We investigated the modifications of cardiac ryanodine receptors/sarcoplasmic reticulum Ca2+ release channels occurring in ischemic preconditioning. In an isolated rat heart model, the injury produced by 30 minutes of global ischemia was reduced by preexposure to three 3-minute periods of global ischemia (preconditioning ischemia). The protection was still present 120 minutes after preconditioning ischemia but disappeared after 240 minutes. Three 1-minute periods of global ischemia did not provide any protection. In the crude homogenate obtained from ventricular myocardium, the density of [H-3]ryanodine binding sites averaged 372+/-18 fmol/mg of protein in the control condition, decreased 5 minutes after preconditioning ischemia (290+/-15 fmol/mg, P<.01), was still significantly reduced after 120 minutes (298+/-17 fmol/mg,, P<.05), and recovered after 240 minutes (341+/-21 fmol/mg).

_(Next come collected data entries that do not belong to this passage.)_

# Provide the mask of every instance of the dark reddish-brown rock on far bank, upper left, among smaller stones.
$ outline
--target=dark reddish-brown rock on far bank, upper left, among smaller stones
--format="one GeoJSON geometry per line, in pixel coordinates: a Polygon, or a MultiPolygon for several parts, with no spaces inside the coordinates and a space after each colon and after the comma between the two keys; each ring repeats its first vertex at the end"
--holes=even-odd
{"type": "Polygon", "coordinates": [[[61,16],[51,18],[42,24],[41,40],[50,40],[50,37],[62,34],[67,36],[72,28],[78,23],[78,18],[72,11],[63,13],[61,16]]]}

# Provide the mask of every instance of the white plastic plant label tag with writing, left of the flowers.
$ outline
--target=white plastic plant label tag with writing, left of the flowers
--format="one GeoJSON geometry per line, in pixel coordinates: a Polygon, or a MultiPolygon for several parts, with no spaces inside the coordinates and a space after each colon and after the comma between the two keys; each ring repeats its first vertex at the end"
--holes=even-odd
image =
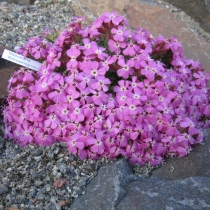
{"type": "Polygon", "coordinates": [[[39,67],[42,65],[37,61],[34,61],[30,58],[24,58],[22,55],[19,55],[6,49],[3,52],[2,58],[13,63],[17,63],[21,66],[27,67],[29,69],[33,69],[35,71],[38,71],[39,67]]]}

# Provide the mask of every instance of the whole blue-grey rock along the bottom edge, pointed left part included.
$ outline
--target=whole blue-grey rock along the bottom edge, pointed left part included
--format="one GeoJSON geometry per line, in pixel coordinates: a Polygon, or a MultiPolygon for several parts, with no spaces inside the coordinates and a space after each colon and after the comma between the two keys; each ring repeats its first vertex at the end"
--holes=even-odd
{"type": "Polygon", "coordinates": [[[85,191],[74,199],[71,210],[210,209],[210,177],[141,178],[125,159],[101,167],[85,191]]]}

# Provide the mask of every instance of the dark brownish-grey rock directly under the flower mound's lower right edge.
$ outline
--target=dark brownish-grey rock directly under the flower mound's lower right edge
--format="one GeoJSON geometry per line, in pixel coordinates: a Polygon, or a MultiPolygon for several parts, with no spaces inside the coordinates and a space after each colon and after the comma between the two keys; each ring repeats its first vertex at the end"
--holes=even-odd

Three 1-minute periods of ischemia did not produce any change in ryanodine binding. The K-d for ryanodine (1.5+/-0.3 nmol/L) was unchanged in all cases. In parallel experiments, the crude homogenate or a microsomal fraction was passively loaded with Ca-45, and Ca2+-induced Ca2+ release was studied by the quick filtration technique. In both preparations, the rate constant of Ca2+-induced Ca2+ release decreased 5 and 120 minutes after preconditioning ischemia (homogenate values: 19.7+/-1.4 and 18.9+/-0.9 s(-1) vs a control value of 25.4+/-1.7 s(-1) P<.05 in both cases) and recovered after 240 minutes (23.0+/-1.9 s(-1)). The Ca2+ dependence of Ca2+-induced Ca2+ release was not affected by preconditioning ischemia. In conclusion, changes in sarcoplasmic reticulum Ca2+-release channels occur after brief ischemia and reperfusion, are closely correlated with the development of myocardial protection Versus sustained ischemia, and might play a role in the pathogenesis of ischemic preconditioning.